Имитация предполагает принятие на себя некоего образа, уводящего субъекта в иллюзорное пространство, в котором, как ему представляется, может быть реализовано то, что невозможно реализовать в окружающей действительности. Имитация стала важнейшим компонентом сознания позднесоветской интеллигенции по мере оскудения творческого потенциала, нарастания неспособности и нежелания искать ответы на сложные и насущные вопросы современности. Одним из наиболее выразительных проявлений имитационного сознания стала повесть ярого диссидента и талантливого писателя Кира Булычева «Осечка-67». Персонажи этой повести – ленинградские интеллигенты – оказываются втянутыми в предпринятую властями юбилейную реконструкцию событий 25 октября 1917 г. И, ощутив себя в едином порыве кто Керенским, кто Красновым, кто членом Бунда – «переигрывают» ненавистный им и спустя более чем полвека переворот. И у всех – просветление от наступившего неведомого и прекрасного будущего-прошлого. Смешно? До колик! Но ведь они-то – всерьез! Спектр проявлений имитационного сознания широк и богат оттенками: это и маниакальные призывы Чубайса-старшего «вернуться к великому Серебряному веку», и всяческие «польские, аргентинские и пр., и пр. варианты шоковых реформ» Чубайса-младшего и Гайдара, и завывания разномастных монархистов, националистов, социал-демократов, анархистов, сталинистов – практически все, что мы наблюдаем в общественной жизни России с 1991 г. сработано либо в «стиле ретро», либо по формуле «как в цивилизованных странах». В этом контексте Г.С. Лебедев отнюдь не оригинален и его «поход во власть» не должен никого удивлять, ибо вместе с ним устремилось на это поприще множество носителей имитационного сознания, уповающих кто на что. Можно умиляться их наивностью, восторгаться их романтизмом, у многих (хотя отнюдь не у всех) действительно бескорыстным. Но ведь, в конечном счете, эти самые романтизм и азарт игроков самоутверждающихся и самовыражающихся интеллигентов в критический момент истории, когда, bona venia vestra, очередная телега российской государственности разом опрокинулась – дорого стоили миллионам людей, в том числе и им самим. И об этом забывать нельзя. Ибо именно под их прикрытием и на их плечах прорывались «наверх» совсем иные персонажи – тоже имитаторы, но отнюдь не прекраснодушные и восторженные. Рядом с которыми имитаторам-романтикам не было места.
Что касается конкретно Г.С. Лебедева, то у него имитационная составляющая в восприятии прошлого и настоящего, определяемая решительным преобладанием образного мышления над рациональным, с течением времени проявлялась все отчетливее. И показательно, что и Л.С. Клейн, и Д.А. Мачинский, и С.Л. Кузьмин в очерках-некрологах признают реальность образа принятого на себя Г.С. Лебедевым, более того, всячески усиливают этот образ («великий конунг», «морской викинг», «витязь» и т.д.), т.е. легализуют и поддерживают имитацию. Увы, рано или поздно, а как правило, очень быстро, имитация осыпается и остается то, чем был человек в реальности: статус, отношения с коллегами и властями, вклад в науку будут рассматриваться в контексте того времени, когда человек жил и действовал. Новую генерацию – уже петербургских! – археологов невозможно заставить признать Глеба Сергеевича «великим конунгом» никакими цветами красноречия – и Д.А. Мачинский, судя по тексту вышедшего из-под его пера очерка-некролога, ощущал неизбежность скорого отмирания образа.
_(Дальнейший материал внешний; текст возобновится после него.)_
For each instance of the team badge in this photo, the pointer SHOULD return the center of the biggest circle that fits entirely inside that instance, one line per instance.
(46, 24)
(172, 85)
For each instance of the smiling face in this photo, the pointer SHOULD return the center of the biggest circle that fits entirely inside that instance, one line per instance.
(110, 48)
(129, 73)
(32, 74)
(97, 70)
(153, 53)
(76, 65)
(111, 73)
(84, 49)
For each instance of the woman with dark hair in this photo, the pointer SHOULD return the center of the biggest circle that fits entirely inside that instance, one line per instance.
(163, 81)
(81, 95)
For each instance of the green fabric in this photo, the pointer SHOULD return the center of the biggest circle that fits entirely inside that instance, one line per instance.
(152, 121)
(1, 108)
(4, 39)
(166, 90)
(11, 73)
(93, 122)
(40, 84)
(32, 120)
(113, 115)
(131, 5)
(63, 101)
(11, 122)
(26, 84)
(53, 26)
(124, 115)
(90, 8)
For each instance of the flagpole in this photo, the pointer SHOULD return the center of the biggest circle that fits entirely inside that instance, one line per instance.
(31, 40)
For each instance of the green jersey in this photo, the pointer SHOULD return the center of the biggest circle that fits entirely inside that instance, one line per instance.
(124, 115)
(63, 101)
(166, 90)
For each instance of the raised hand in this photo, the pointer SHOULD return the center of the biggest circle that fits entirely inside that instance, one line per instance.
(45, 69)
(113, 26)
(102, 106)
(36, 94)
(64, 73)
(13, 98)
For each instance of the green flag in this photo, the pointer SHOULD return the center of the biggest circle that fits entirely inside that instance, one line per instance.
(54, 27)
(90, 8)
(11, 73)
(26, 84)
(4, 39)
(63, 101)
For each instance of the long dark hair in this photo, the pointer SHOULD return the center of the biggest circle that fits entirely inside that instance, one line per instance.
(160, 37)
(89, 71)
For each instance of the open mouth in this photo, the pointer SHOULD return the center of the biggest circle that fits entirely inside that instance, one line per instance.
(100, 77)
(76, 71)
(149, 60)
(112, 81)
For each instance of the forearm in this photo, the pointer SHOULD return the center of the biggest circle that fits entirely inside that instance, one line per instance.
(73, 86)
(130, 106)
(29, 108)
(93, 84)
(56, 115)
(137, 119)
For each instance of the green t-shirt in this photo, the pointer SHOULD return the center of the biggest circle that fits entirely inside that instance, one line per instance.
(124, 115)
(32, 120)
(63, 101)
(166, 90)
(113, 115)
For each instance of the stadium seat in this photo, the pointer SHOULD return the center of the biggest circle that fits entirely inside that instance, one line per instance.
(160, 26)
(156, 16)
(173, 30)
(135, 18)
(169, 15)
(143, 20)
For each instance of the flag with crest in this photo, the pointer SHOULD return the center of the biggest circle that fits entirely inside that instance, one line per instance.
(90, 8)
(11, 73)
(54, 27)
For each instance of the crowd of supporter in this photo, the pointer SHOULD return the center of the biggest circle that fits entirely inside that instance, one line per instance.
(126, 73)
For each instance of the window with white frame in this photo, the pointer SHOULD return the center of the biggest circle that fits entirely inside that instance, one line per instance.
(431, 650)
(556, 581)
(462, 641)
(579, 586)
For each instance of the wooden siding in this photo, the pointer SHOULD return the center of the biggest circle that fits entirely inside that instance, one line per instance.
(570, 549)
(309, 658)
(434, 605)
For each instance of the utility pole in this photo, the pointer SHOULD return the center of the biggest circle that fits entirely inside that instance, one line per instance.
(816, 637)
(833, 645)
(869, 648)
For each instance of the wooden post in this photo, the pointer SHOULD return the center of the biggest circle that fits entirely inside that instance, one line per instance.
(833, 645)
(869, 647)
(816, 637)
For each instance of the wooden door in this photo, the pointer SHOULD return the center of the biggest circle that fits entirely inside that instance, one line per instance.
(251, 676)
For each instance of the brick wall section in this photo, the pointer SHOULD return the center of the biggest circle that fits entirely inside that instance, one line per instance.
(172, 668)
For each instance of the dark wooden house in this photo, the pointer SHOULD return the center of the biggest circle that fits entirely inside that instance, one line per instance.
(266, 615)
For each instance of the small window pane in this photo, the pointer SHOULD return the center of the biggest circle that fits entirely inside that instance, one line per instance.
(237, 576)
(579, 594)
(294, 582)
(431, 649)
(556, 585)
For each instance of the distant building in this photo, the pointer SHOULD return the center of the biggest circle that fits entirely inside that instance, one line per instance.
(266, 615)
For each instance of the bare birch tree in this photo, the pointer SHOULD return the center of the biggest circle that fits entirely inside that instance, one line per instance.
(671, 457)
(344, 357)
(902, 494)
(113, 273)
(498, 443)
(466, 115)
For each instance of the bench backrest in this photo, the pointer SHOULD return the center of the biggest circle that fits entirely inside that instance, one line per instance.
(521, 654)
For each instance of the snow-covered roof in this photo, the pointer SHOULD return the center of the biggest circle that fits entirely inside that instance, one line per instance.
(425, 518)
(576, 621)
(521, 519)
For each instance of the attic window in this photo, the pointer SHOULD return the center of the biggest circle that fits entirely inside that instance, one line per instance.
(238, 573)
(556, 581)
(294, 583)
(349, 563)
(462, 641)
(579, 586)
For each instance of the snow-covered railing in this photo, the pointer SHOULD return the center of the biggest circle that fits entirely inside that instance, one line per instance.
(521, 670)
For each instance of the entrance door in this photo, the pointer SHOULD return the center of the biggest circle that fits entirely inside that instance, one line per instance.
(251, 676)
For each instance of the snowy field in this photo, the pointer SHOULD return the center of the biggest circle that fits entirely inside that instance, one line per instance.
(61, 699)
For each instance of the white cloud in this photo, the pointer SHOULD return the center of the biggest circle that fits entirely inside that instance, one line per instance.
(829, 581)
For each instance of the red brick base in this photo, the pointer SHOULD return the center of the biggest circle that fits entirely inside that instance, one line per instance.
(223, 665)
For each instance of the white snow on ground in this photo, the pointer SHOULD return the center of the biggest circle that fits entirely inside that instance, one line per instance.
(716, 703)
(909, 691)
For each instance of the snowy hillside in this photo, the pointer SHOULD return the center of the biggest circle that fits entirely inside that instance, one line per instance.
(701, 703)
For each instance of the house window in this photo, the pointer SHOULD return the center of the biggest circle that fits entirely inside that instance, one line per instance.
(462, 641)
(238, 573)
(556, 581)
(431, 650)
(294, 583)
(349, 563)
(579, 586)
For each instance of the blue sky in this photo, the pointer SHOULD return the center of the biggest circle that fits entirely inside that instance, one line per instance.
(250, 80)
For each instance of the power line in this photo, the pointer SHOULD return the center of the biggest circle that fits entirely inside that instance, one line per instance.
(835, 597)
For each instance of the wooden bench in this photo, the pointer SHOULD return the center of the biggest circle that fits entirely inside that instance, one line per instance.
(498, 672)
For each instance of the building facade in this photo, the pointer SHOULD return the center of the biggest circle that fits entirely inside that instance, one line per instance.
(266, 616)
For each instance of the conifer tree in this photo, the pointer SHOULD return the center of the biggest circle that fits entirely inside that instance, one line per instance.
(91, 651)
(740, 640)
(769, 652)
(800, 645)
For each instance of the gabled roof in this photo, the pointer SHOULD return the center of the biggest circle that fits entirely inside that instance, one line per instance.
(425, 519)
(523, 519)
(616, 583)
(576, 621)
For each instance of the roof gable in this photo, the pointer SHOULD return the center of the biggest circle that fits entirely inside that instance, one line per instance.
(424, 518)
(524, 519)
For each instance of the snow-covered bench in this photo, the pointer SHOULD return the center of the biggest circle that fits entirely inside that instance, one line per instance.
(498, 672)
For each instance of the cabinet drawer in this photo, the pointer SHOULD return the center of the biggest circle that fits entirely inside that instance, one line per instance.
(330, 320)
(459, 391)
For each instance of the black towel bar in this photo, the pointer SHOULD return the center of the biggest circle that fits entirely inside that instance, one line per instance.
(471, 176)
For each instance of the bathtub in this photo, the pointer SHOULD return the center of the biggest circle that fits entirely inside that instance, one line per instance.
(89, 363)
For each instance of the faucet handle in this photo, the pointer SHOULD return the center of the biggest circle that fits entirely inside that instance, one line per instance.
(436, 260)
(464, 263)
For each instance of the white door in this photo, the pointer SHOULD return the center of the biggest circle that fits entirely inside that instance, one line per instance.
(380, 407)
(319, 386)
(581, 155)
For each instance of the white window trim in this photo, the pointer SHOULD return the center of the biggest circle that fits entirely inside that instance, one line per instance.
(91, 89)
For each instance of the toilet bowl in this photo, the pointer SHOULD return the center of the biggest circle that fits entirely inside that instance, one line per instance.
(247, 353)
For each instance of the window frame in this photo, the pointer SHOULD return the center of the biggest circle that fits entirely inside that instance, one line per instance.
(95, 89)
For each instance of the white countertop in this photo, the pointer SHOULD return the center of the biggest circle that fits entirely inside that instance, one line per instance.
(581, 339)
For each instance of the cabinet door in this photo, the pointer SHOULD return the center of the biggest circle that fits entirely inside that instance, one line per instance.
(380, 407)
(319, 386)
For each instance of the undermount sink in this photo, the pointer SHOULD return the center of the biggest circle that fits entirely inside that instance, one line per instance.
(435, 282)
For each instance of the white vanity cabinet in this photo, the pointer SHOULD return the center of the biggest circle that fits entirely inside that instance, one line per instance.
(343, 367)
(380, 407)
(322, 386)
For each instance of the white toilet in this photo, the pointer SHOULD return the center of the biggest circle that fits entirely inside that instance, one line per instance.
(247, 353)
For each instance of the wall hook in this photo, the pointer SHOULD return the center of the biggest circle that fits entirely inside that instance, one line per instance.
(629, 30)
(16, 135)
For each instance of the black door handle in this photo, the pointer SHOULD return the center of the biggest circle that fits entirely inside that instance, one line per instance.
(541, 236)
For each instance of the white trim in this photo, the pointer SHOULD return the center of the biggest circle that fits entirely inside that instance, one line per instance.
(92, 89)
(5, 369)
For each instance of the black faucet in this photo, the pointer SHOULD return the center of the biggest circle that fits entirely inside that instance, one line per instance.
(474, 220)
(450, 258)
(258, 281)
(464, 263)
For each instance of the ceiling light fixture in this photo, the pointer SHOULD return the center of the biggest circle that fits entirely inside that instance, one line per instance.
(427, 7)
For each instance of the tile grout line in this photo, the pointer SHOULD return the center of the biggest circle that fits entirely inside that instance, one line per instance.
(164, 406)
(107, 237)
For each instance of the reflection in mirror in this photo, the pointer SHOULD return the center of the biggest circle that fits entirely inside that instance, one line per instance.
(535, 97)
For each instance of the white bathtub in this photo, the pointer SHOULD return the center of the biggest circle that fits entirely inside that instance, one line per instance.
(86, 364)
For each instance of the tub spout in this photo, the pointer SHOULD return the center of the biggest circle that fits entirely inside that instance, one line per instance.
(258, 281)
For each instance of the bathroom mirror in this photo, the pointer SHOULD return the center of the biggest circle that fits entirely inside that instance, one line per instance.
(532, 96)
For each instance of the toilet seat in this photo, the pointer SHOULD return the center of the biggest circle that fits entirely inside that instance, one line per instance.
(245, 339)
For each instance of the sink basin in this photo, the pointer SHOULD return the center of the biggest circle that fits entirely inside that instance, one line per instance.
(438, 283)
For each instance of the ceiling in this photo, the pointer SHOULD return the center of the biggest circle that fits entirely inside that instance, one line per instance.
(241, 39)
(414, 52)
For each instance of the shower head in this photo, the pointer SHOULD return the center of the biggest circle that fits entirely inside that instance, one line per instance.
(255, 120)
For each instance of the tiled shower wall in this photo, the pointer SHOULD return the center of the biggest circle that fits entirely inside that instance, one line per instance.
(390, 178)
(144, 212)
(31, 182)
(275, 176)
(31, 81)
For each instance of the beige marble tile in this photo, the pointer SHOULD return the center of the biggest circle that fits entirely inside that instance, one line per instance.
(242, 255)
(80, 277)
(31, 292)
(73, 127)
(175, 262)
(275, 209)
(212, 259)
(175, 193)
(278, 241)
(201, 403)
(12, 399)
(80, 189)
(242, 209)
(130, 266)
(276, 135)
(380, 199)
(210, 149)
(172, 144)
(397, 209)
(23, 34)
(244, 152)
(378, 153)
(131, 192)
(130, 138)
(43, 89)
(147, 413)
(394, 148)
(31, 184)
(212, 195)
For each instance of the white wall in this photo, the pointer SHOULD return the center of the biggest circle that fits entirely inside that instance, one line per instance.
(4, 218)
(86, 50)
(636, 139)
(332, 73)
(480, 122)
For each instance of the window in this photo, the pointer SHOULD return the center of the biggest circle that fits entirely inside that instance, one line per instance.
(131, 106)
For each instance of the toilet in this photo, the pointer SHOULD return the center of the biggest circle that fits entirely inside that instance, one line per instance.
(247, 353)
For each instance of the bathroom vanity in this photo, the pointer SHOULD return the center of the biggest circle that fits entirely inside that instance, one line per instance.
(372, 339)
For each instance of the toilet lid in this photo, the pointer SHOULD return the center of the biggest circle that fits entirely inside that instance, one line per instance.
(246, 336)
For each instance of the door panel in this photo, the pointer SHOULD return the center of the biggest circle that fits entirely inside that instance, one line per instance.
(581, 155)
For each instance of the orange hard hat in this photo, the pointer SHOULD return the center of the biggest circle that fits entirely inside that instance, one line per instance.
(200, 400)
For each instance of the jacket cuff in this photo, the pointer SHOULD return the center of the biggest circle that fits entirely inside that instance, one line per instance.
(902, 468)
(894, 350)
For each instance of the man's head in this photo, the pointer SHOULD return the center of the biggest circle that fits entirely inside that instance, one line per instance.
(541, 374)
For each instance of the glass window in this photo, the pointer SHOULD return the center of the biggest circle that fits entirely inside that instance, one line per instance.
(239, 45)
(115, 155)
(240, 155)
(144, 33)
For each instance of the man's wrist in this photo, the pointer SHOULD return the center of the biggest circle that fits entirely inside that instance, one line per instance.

Но сам Глеб Сергеевич, конечно, ничего не мог и не хотел изменить в своей судьбе. Предоставим снова слово С.Л. Кузьмину: «Летом 2003 года, в год 300-летия Санкт-Петербурга, родного города Г.С. Лебедева, без которого он себя не мыслил и не жил в нем, а ощущал себя частью его плоти, в Неву вошли корабли викингов. Их живописный лагерь раскинулся у стен Петропавловской крепости, а на песке пляжа встали копии рунических камней. Как на торжищах тысячелетней давности, зазвучала норвежская, шведская и русская речь. Среди всего этого расхаживал Глеб. Круг времен замкнулся, мечта сбылась, а земная жизнь, увы, скоро закончилась» (Кузьмин 2004: 25). Здесь, пожалуй, уместно напомнить, что родным городом Г.С. Лебедева все же был Ленинград, притом блокадный. А сбывшаяся – почти уже маниакальная – мечта увидеть корабли викингов на Неве действительно предвещала скорый конец – как любая сбывшаяся мечта.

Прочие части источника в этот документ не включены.